The idiocy of the British media over the past few days has been hysterical, in both senses. It is rather ironic that after all the dire warnings about Jeremy Corbyn taking us back to the eighties, it has actually been the media doing that, recreating a ridiculous moral panic over Michael Foot’s choice of coat at the Cenotaph with all the enthusiasm and attention to detail of a chapter of the Sealed Knot. This is so like living through 1982 again that I am contemplating popping down to the bookies and putting a tenner on Renée and Renato to be Christmas number one.
Like most on the left, I have spent the past 12 hours or so laughing and shaking my head at the silliness of it all. However last night, as I laid my head on my pillow and turned out the lights, it suddenly occurred to me that I was wrong. This is not just Hanna-Barbera silliness, Corbyn declining to move his lips along to the National Anthem does actually matter. It is important. It is deeply symbolic. Just not in the way that everyone from the Sun to the BBC is insisting.

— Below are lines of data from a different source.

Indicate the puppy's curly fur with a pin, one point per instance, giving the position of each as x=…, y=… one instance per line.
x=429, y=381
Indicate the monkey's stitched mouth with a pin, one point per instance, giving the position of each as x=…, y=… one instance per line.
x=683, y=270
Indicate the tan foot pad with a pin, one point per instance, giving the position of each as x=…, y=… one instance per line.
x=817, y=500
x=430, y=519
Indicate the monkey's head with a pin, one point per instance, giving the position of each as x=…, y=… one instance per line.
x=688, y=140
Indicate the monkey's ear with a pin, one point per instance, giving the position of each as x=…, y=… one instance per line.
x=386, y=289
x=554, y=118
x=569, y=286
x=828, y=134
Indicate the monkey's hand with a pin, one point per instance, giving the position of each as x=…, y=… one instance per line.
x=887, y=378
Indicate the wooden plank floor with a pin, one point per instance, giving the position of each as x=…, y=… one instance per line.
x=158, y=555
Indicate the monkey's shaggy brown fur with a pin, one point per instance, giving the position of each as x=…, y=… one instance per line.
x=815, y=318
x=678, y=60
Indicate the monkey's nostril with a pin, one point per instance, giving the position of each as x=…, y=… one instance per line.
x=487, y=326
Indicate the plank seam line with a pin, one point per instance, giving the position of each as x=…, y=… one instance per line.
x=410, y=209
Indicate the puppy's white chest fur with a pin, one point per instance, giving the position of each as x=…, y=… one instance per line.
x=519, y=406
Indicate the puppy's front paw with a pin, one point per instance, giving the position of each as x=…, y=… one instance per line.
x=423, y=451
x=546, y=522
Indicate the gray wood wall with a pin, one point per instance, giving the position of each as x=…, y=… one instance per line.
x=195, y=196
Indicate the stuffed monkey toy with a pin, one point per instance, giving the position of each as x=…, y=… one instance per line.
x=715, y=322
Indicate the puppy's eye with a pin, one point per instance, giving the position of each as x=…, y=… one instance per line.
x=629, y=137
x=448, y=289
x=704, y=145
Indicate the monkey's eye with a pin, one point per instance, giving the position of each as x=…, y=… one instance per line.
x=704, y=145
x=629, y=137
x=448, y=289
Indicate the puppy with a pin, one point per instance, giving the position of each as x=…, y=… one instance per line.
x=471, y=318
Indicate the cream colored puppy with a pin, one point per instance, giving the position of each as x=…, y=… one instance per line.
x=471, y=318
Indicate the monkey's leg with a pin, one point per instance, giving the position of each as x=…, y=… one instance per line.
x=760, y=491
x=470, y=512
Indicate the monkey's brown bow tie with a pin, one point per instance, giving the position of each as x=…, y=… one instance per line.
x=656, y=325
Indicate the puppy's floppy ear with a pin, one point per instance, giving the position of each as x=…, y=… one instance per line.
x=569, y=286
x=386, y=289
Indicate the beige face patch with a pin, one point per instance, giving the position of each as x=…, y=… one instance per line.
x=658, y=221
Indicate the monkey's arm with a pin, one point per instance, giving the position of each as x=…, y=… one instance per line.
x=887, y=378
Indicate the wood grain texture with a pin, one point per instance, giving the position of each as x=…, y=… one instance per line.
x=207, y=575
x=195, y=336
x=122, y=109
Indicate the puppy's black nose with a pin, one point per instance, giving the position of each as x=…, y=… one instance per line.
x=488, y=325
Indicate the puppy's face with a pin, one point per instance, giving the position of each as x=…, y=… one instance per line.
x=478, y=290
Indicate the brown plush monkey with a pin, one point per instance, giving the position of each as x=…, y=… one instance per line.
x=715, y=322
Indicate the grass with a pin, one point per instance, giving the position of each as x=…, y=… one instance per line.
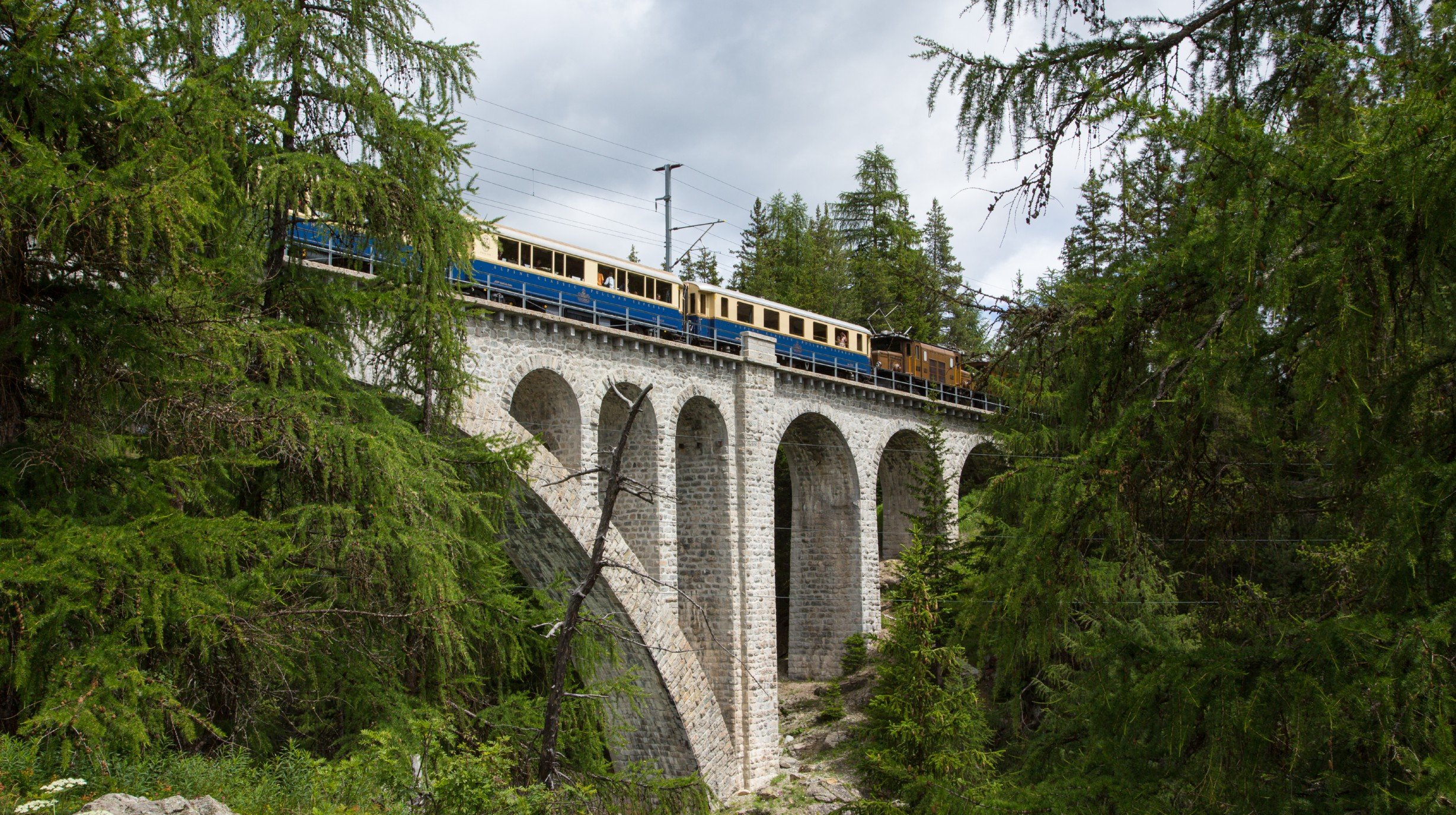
x=286, y=784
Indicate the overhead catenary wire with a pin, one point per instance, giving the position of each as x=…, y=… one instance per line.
x=563, y=220
x=580, y=193
x=617, y=145
x=649, y=234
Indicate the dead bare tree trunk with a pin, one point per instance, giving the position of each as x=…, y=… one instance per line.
x=551, y=724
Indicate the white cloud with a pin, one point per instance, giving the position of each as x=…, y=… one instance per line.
x=762, y=95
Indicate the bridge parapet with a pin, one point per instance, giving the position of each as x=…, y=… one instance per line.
x=730, y=605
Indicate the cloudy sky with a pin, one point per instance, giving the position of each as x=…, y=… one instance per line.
x=753, y=97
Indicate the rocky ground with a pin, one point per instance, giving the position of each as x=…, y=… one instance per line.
x=818, y=769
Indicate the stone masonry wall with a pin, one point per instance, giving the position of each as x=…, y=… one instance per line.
x=717, y=427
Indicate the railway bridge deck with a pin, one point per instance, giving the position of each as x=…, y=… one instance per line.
x=698, y=584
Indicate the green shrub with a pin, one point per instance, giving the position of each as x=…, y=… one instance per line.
x=834, y=709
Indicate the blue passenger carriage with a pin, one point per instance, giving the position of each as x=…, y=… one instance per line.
x=717, y=317
x=548, y=276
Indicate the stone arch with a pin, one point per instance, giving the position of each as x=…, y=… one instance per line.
x=825, y=546
x=705, y=568
x=545, y=404
x=899, y=461
x=636, y=517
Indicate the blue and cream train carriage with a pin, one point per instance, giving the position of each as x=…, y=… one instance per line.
x=542, y=274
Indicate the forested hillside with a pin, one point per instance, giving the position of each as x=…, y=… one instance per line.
x=861, y=258
x=1218, y=576
x=221, y=555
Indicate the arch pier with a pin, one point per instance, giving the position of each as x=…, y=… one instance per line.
x=700, y=587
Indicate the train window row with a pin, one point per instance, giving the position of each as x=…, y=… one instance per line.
x=561, y=264
x=772, y=319
x=547, y=261
x=634, y=283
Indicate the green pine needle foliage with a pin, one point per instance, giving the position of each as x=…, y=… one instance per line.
x=927, y=733
x=1219, y=576
x=212, y=535
x=857, y=654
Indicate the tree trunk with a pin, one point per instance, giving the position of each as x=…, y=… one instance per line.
x=551, y=724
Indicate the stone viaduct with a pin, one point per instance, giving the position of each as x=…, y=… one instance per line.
x=694, y=590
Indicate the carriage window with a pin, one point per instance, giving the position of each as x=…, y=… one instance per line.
x=576, y=269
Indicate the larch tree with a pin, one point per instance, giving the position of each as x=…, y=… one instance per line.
x=1219, y=576
x=210, y=533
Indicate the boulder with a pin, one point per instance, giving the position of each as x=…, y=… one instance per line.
x=123, y=804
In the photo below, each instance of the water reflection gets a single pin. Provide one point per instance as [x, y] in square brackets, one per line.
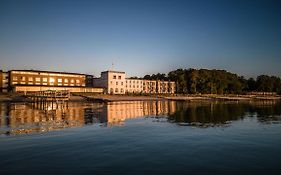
[17, 118]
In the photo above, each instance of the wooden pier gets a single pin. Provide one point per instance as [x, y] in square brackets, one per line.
[44, 99]
[49, 96]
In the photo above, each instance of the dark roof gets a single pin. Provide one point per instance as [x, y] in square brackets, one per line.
[39, 71]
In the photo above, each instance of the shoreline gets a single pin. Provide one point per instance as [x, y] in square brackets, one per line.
[13, 97]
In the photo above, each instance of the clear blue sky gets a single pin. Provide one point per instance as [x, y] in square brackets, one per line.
[141, 37]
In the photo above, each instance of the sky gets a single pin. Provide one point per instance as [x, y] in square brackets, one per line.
[141, 36]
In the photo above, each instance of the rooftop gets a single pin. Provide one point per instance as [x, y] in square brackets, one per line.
[40, 71]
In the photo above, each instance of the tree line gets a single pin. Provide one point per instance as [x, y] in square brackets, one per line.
[194, 81]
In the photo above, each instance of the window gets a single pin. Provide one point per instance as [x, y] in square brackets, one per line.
[51, 81]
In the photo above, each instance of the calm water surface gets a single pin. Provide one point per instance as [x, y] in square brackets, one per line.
[141, 138]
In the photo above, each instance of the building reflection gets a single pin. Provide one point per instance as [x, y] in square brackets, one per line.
[18, 118]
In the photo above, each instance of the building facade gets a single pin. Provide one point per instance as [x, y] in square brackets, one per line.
[115, 82]
[3, 81]
[33, 80]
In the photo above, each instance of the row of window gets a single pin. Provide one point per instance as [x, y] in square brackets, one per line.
[47, 74]
[45, 83]
[45, 79]
[115, 77]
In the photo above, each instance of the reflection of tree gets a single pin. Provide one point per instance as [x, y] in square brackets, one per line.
[269, 113]
[220, 113]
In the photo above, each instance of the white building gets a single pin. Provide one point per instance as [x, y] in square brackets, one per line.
[115, 82]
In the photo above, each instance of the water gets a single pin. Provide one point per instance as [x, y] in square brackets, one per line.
[141, 138]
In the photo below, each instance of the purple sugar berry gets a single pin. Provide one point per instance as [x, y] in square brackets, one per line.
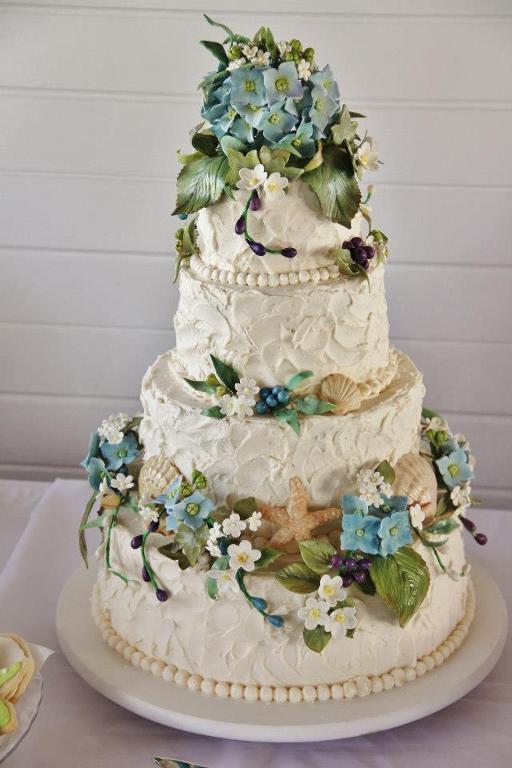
[258, 248]
[347, 579]
[255, 203]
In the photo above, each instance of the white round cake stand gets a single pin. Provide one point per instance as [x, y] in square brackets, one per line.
[166, 703]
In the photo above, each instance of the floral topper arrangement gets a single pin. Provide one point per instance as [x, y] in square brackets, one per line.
[421, 500]
[271, 115]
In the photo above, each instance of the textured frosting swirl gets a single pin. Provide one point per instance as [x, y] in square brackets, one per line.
[271, 333]
[258, 456]
[293, 221]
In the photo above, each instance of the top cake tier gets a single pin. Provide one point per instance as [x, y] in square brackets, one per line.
[295, 218]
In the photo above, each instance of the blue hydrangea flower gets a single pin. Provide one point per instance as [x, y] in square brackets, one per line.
[282, 83]
[324, 79]
[394, 532]
[94, 450]
[301, 143]
[277, 123]
[192, 510]
[360, 532]
[323, 108]
[247, 87]
[123, 453]
[455, 468]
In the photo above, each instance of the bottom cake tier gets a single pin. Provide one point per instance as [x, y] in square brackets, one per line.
[226, 647]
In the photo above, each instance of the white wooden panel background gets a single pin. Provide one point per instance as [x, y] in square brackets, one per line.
[93, 105]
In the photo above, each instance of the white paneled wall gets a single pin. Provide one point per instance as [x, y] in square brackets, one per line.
[95, 100]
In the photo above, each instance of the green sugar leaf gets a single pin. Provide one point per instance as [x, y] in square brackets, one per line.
[402, 581]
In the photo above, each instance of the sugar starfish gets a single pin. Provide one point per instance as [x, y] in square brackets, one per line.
[296, 522]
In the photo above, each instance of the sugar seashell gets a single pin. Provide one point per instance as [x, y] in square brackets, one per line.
[416, 479]
[339, 389]
[156, 475]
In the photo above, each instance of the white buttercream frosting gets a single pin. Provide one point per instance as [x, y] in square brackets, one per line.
[271, 333]
[294, 221]
[258, 456]
[227, 640]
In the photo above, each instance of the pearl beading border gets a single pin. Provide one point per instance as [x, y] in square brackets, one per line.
[358, 686]
[262, 279]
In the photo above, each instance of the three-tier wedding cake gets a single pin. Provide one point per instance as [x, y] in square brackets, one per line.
[284, 521]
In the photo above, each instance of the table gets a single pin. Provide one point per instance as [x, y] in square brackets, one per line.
[77, 727]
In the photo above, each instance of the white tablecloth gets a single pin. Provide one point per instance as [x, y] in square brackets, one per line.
[78, 727]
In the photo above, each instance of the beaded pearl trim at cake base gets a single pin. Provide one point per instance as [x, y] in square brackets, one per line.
[356, 686]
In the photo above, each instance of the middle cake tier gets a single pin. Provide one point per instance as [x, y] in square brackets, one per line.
[336, 325]
[257, 456]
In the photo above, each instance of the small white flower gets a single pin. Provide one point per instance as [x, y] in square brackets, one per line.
[314, 613]
[262, 59]
[254, 521]
[251, 178]
[226, 581]
[461, 496]
[228, 405]
[304, 69]
[367, 155]
[243, 556]
[275, 185]
[233, 525]
[244, 406]
[331, 590]
[417, 515]
[341, 620]
[249, 51]
[103, 489]
[122, 483]
[236, 63]
[247, 387]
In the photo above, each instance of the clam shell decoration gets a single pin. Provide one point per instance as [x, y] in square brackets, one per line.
[156, 475]
[342, 391]
[416, 479]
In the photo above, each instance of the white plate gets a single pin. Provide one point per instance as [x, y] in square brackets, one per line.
[171, 705]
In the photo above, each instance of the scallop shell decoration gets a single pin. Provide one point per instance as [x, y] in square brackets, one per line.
[416, 479]
[342, 391]
[156, 475]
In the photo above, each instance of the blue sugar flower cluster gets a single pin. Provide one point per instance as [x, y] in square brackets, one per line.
[275, 105]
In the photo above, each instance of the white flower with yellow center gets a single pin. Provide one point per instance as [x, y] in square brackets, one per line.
[243, 556]
[340, 621]
[251, 178]
[417, 515]
[314, 613]
[331, 590]
[233, 525]
[275, 185]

The Labour Party chose Jeremy Corbyn to be its leader for many reasons, but perhaps the strongest and most important was the sense that this country is crying out for a politician who says what he believes and believes what he says. This country is crying out for a politician who is driven by principle, who acts with sincerity, who behaves with honesty, rather than chasing the whims of the latest focus group.
There are already opinion pieces floating around the liberal media saying ‘this has been a disaster, Jeremy needs a spin doctor to tell him how to behave’ which completely misses the point. Corbyn was elected by a landslide precisely because he doesn’t behave the way some amoral special advisor from PPE Oxford would tell him to.
It is striking that Corbyn today is not being savaged because he doesn’t believe in God and doesn’t particulary believe in the monarchy. On those scores he is in keeping with large swathes of the population. He is being savaged for failing to put on a charade of pointlessly moving his lips and mumbling along to some lyrics which are meaningless, if not downright offensive, to him.
The British people are going to have to make a choice in the coming months and years. Do we want yet another politician who will set aside personal beliefs and personal principles because it is politically convenient and good PR, or do we want a fundamental change in how our political system operates? We cannot have it both ways.
I, for one, am sick to the back teeth of politicians who, when Murdoch, Rothermere or the Barclay brothers say “jump” reply “how high?”
I do not want another Labour leader who is little more than a puppet for corporate interests, for the establishment, for tradition, for the way things have always been done.
Had Corbyn swallowed his principles yesterday and compromised in order to placate the Rottweilers of the media and the political establishment, then he would have taken their shilling. He would have sent a message that yes, he too will dance to their tune, however petty and pointless the jig might be.
My first reaction was that the National Anthem business was a ridiculous non-story, one that could be laughed off. On the contrary, while it may have been trivial and petty, it was also symbolic. It was a test. And it was a test that Jeremy Corbyn passed with flying colours.